An actively managed fund – more commonly referred to as a mutual fund – has a higher risk versus reward value, is much less passive and gives greater control to an individual investor than a simple index fund does.

Purely Passive

Index funds are passive. They mirror the market as a whole as closely as possible, investing as widely as they can to avoid massive plummets in value. Ordinarily, this means that an index fund is fairly safe, but if the market itself is heavily involved with stocks that are unsafe or just inflated in value, then the inevitable crash destroys the value of your index fund. A managed fund, on the other hand, can identify those unsafe funds and either avoid them or attempt to live the "Buy low, sell high" mantra.
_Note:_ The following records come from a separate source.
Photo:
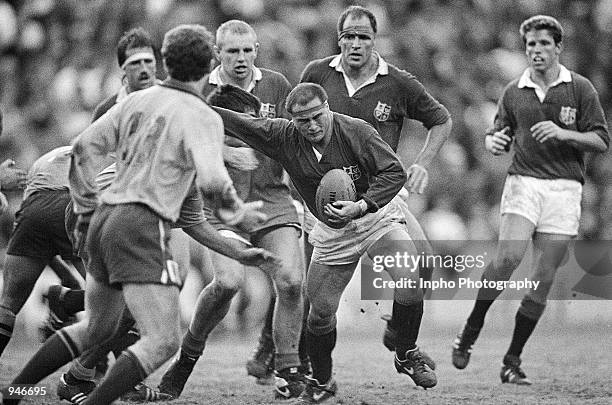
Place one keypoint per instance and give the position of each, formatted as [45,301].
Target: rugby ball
[336,185]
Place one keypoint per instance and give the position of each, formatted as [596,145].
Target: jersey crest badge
[567,115]
[267,110]
[382,111]
[352,171]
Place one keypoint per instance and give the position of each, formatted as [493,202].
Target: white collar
[564,77]
[215,77]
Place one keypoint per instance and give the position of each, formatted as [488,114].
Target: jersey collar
[215,77]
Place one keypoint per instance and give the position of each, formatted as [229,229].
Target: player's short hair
[234,98]
[303,94]
[134,38]
[235,27]
[542,22]
[187,52]
[356,12]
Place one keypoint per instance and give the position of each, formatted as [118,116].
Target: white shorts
[226,233]
[346,245]
[553,206]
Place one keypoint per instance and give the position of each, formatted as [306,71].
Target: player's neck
[545,78]
[359,75]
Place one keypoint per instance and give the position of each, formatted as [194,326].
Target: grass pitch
[569,362]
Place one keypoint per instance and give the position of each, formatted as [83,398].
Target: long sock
[406,320]
[192,347]
[523,328]
[320,349]
[74,301]
[7,323]
[58,350]
[122,376]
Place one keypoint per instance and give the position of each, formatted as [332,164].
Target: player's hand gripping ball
[336,185]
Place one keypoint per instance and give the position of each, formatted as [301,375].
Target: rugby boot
[143,393]
[415,367]
[462,346]
[390,336]
[316,393]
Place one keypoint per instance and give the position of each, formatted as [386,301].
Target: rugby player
[38,237]
[315,141]
[11,177]
[553,117]
[361,84]
[236,49]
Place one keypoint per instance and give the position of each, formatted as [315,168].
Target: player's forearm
[255,132]
[436,137]
[89,156]
[586,141]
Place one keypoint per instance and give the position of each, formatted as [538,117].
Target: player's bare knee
[506,263]
[321,325]
[229,281]
[408,296]
[531,308]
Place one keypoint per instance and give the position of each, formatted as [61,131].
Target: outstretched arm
[205,234]
[417,172]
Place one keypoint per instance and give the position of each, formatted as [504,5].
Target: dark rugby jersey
[265,183]
[354,147]
[571,105]
[384,103]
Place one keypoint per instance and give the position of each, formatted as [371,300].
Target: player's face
[542,52]
[314,126]
[140,73]
[237,53]
[356,49]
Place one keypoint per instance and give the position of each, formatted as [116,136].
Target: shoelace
[518,371]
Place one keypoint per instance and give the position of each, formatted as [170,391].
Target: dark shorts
[39,229]
[129,243]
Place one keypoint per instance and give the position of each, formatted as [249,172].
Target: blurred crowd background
[58,61]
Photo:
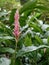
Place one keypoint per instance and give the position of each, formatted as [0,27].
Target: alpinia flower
[17,26]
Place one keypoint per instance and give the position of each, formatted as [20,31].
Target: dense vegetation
[32,46]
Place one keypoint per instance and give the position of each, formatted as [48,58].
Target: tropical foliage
[32,46]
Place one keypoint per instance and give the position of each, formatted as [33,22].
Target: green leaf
[6,37]
[29,49]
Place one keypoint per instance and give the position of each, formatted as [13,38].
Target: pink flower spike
[16,24]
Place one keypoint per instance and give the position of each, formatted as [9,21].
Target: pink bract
[16,24]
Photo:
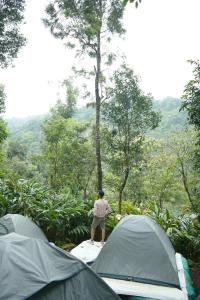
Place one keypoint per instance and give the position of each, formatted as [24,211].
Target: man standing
[100,210]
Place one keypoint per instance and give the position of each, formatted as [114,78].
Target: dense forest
[143,153]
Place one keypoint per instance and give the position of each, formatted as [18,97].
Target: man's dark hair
[101,194]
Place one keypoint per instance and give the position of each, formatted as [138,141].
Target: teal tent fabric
[34,269]
[138,249]
[21,225]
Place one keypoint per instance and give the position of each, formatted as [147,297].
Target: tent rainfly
[35,270]
[20,225]
[138,250]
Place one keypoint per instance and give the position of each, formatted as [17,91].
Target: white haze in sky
[161,36]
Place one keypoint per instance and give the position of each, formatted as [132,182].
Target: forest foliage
[143,153]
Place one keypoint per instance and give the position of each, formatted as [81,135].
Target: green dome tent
[34,269]
[21,225]
[138,250]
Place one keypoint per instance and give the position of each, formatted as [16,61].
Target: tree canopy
[11,40]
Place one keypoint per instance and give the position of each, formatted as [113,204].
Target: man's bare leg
[103,233]
[92,234]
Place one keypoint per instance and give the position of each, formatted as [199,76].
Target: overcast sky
[161,36]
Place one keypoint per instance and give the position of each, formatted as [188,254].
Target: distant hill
[172,118]
[28,130]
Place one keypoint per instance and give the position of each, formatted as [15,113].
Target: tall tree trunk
[98,111]
[122,189]
[184,178]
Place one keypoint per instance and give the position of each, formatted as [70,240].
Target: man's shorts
[98,222]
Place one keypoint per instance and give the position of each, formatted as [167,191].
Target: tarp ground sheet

As an example, the Nasdaq index fund was heavily invested in the dot-com bubble of 1997-2000 by virtue of its focus on the technology sector. While the index itself collapsed in value afterwards, individual managers had the chance to avoid the whole situation. Several played it savvy and either sold early or hung onto the stock of companies that survived such as Amazon.com, which went from $107 to $7 a share but rebounded dramatically over the following decade. As of 2015, Amazon hasn't been below $200 a share since 2012.

Conversely, managers often look for stock of companies that are undervalued by the market as a whole, picking them up before the general index twigs to their real value. This is called value investing, and it is the primary draw when investing in a managed fund.

No Control

Another downside to indexes is that investors are involved with and supporting all the companies on that index. If an investor dislikes a company for moral or personal reasons but that company is on his index, he has no way of removing his money from that company without exiting the index fund entirely. With a managed fund, on the other hand, all it takes is a simple call to the manager stating that he does not want to have money involved with that company.

Risk Vs. Reward

Investment is comparable to legalized gambling, but instead of putting money toward random balls bouncing across a wheel, an investor is putting money toward which companies will do well in the future and away from those which will not. Index funds are like betting on red every time; it's safe, which is both its upside and downside. Choosing one's own investments or leaving them to a trader is risky because it involves the human element, but it's also where the big rewards come from. Make the choice between indexed and managed funds knowing that difference.